In Moresby we’d visited children’s libraries in the settlements, a project that started small and in less than a decade had grown to have twenty libraries catering to the least advantaged of urban children.85 Most of the libraries are in refitted containers, which gives them power and water. But while the classes that take place inside are impressive indeed – there are kids lined up each morning waiting for the library to open – it was hot in there; again no cross-ventilation. While Alison and I were inside reading with the children, Stephen was outside with the caretaker having a good long look. Those building were cheap, serviceable, and they could be secured. They were also unimaginative, without charm, making no use of the breezes, no gesture towards a tradition of building that had been developed to combat the heat. Could a container be realigned somehow so that an entire side opened out, perhaps? Could it be combined with sago thatch to cool it down? These were the questions Stephen pondered back in the hotel with its security guards and businessmen. It seems parodic, but in the bar one night we were there, Thomas Piketty was on the television being interviewed about Capital, his book on rising inequality. Next to us another man talked to New York about immense sums of money, while Stephen and I contemplated the cost of refitted container.
And that’s where I was up to with his thinking when he rang me that afternoon in July to say he thought he might have cracked it. What do you think of this? he asked, opening his laptop at my table and spreading out his drawings and diagrams. He showed me images and specifications of flexible roofing materials that can be combined with solar panels – enough to run a couple of computers and a printer – and with a water bladder to collect drinkable water. Why lug in he
avy roofing material when this folds up like a tent and can be erected in a day? Rather than a refitted container, why not combine this roof with traditional building methods and practices: the best of the modern, the best of the traditional? Yes! But what about security? With those open sides where would the books go? The computers? Wouldn’t we still need a building of some sort to put them in? And wouldn’t that have to be made of those heavy materials if everything wasn’t to vanish on the first night?

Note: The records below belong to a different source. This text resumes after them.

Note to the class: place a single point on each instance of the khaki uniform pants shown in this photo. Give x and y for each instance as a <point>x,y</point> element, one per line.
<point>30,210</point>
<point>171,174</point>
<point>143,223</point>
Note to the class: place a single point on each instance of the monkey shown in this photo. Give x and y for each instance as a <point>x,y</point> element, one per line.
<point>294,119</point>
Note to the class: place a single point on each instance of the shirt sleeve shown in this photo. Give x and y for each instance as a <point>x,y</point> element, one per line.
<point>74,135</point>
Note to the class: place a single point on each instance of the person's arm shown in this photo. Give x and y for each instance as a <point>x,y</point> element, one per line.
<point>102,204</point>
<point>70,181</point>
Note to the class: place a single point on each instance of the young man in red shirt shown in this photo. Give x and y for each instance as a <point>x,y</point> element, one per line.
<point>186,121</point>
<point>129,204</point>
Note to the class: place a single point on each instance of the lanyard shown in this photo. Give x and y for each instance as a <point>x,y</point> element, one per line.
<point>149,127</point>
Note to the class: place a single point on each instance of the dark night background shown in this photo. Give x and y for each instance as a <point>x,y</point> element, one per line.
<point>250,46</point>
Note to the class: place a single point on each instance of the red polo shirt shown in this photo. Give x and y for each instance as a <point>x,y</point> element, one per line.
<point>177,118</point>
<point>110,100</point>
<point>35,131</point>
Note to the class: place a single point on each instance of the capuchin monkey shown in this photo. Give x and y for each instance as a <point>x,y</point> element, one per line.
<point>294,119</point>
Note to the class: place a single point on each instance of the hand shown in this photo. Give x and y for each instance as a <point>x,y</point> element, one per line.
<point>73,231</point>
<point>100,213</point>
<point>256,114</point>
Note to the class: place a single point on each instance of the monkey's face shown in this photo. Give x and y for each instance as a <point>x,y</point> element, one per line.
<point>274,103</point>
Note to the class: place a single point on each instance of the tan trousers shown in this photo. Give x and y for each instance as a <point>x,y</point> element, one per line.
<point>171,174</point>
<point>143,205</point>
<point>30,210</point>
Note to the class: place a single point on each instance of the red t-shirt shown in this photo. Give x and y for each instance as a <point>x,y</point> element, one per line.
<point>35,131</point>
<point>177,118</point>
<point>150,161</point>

No, Stephen said, way ahead of me, and before he showed me the next part of the design, he reminded me of the giant open clam shell at the end of the peninsula where the canoes turn in to one of the villages. He had a photo of it, perched there on the rocks; it’d become, for Stephen, a talisman. He’d found an off-the-shelf box used by the military, 1.4 metres square. My heart sank. Don’t think military, he said. Think of that giant clam. Strong on the outside; beautiful inside. The box can be carried by a team of strong men; it can be secured into position; it is vandal-proof, and waterproof. Inside, there would be individual cabinets made of bamboo ply, that could be lifted out, each designed to be used from all four sides – with panels folding out as working surfaces for the computers, or lifting up as display boards, along with shelving, storage, a place for the printer, curriculum materials, art supplies. A modern version of the cabinet of curiosities. Stephen’s cabinets are designed on Le Corbusier’s system of form and proportion – the Modulor – a system itself based on the Golden Mean and the proportions of the human body. From whichever side you approached the cabinet, he explained, it would meet the scale of the human body. Clever. Although, as we looked at it that first day, I’m not sure I realised just how clever it was.